The GS' firewall features are pretty much in line with other Linksys routers, with one exception I'll cover shortly. You can forward up to ten port ranges (Figure 3), with TCP, UDP or both protocols, but triggered port forwarding isn't supported.
Figure 3: Port Forwarding
Port Forwarding entries are both editable and able to be disabled and left programmed and loopback is supported for servers on forwarded ports.
Tip: See this page of our Hardware Router NTK - Terminology Guide for an explanation of "loopback".
UPnP is supported (on the Administration tab) and enabled by default. But ports opened by UPnP NAT Traversal aren't reflected in the GS' admin interface. The router also supports putting one computer in DMZ via a setting on the Security tab of the interface.
Internet access control is provided via the Access Restrictions features shown in Figure 4, which I still find confusing and is one of the product's weakest features.
Figure 4: Access Restrictions
The Access Policy is schedulable by day and time, and up to 10 different policies can be created. Each policy has its own schedule and group(s) of LAN computers that it applies to, but is an all-or-nothing proposition. The Access Policy either grants all or denies all Internet access, and can't be limited to specific ports.
Specific port filtering is controlled by the Blocked Services settings, but these settings can't be scheduled, apply to all LAN machines, and you only get two. You can add service definitions that aren't included in Linksys' default list, though.
Website blocking is provided for four URLs and six keywords, but there's no ability to block Web Proxies, ActiveX, Java, and Cookies. You also can't define a "trusted users" who can bypass all these Internet access controls.
If these controls don't suit your needs, you can enable the new Parental Control feature. This is a charge-for rebranded service created by Netopia that's intended to provide controls similar to those you get on AOL and MSN. You can establish profiles for each user that include the Internet services (AIM, email, web, etc.) they can use and the categories of websites they can view. You also get detailed Internet usage reports for each registered user.
I didn't check out the service, but if you can visit Netopia's site, or Linksys' info page to learn more. You get a free 30 day trial with the WRT54GS, and Linksys sweetens the deal by cutting the service price by 20% if you sign up within the first 15 days of the trial. (Since Linksys also throws in an extra month of service for early takers, the discount is actually closer to 25%.)

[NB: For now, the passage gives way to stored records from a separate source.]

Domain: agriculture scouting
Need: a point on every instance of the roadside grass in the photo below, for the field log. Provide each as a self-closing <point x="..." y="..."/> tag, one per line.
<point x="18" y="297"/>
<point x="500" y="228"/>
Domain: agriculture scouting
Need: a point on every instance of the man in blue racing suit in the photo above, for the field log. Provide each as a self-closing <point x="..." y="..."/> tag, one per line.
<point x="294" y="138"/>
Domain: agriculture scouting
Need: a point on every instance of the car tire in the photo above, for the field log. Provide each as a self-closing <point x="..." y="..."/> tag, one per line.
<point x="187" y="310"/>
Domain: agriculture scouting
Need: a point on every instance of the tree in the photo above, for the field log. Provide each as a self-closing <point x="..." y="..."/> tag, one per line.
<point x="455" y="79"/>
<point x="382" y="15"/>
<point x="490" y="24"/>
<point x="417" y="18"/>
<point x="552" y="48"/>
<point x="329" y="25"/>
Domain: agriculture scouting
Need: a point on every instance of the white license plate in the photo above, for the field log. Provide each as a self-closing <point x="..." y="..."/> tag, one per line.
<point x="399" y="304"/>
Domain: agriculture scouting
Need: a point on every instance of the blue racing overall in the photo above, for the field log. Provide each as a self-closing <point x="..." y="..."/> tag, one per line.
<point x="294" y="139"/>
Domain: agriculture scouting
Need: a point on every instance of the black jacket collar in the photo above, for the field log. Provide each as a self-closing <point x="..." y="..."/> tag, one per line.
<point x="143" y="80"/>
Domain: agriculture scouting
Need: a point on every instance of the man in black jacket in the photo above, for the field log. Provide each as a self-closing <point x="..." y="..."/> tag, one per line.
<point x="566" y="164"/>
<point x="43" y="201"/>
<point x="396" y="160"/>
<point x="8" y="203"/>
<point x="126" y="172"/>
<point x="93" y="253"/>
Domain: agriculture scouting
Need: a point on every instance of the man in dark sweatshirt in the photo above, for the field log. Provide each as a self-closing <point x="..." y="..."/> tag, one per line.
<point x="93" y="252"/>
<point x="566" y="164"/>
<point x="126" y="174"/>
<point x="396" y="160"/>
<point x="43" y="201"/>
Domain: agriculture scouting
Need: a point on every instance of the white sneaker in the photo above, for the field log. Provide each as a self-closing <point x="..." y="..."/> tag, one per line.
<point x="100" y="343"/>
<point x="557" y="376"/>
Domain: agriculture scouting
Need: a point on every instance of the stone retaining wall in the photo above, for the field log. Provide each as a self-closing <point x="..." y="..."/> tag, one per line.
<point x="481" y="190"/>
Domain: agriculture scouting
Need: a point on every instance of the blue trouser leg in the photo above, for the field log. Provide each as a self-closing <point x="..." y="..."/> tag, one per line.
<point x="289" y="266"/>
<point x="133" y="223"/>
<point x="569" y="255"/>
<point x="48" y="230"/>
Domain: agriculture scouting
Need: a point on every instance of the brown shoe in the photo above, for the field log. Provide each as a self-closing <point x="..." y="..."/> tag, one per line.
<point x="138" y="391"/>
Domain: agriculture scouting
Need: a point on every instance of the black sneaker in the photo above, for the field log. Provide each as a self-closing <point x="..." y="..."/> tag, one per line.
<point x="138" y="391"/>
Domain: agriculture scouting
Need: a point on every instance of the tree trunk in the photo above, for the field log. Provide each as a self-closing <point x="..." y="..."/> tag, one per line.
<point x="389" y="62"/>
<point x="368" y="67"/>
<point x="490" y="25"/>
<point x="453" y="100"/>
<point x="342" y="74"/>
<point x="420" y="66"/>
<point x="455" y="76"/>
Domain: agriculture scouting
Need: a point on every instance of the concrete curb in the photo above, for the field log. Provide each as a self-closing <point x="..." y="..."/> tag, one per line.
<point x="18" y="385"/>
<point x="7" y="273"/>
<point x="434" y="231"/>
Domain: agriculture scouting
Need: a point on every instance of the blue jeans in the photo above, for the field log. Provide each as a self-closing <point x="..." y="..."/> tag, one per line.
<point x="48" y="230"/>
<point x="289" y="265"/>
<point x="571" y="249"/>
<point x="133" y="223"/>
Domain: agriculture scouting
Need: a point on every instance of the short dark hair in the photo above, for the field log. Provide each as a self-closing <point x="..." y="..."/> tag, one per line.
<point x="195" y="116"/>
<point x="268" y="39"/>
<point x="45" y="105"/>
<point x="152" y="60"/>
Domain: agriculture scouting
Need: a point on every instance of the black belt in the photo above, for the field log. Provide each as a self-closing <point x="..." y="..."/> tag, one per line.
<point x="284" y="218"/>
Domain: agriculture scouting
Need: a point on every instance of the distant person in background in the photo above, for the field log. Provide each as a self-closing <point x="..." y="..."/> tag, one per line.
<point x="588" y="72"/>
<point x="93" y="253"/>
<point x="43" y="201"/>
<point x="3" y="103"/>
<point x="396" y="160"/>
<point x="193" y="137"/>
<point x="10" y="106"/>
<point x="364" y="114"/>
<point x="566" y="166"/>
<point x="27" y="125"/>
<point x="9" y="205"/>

I've complained to consumer networking companies for some time that they needed to improve their parental control and reporting features, so I'm glad to see Linksys finally take up the challenge. Although it's a charge-for service, I think $40 a year ($50 non-discounted) is reasonable when you consider that - unlike virus-protection deals - it covers all users beind the router. It's also is a lot cheaper than what you'd pay to AOL or MSN for similar capability. However, I'd like to see Linksys (or Netopia) fix the application so that it works with current versions of Mozilla. When I tried to even view the sign up info with Mozilla 1.6b, I got the following:
To view these pages, please use either Netscape 7.0 or above for Windows, Internet Explorer 5.5 or above for Windows, or Internet Explorer 5.1 or above for Macintosh.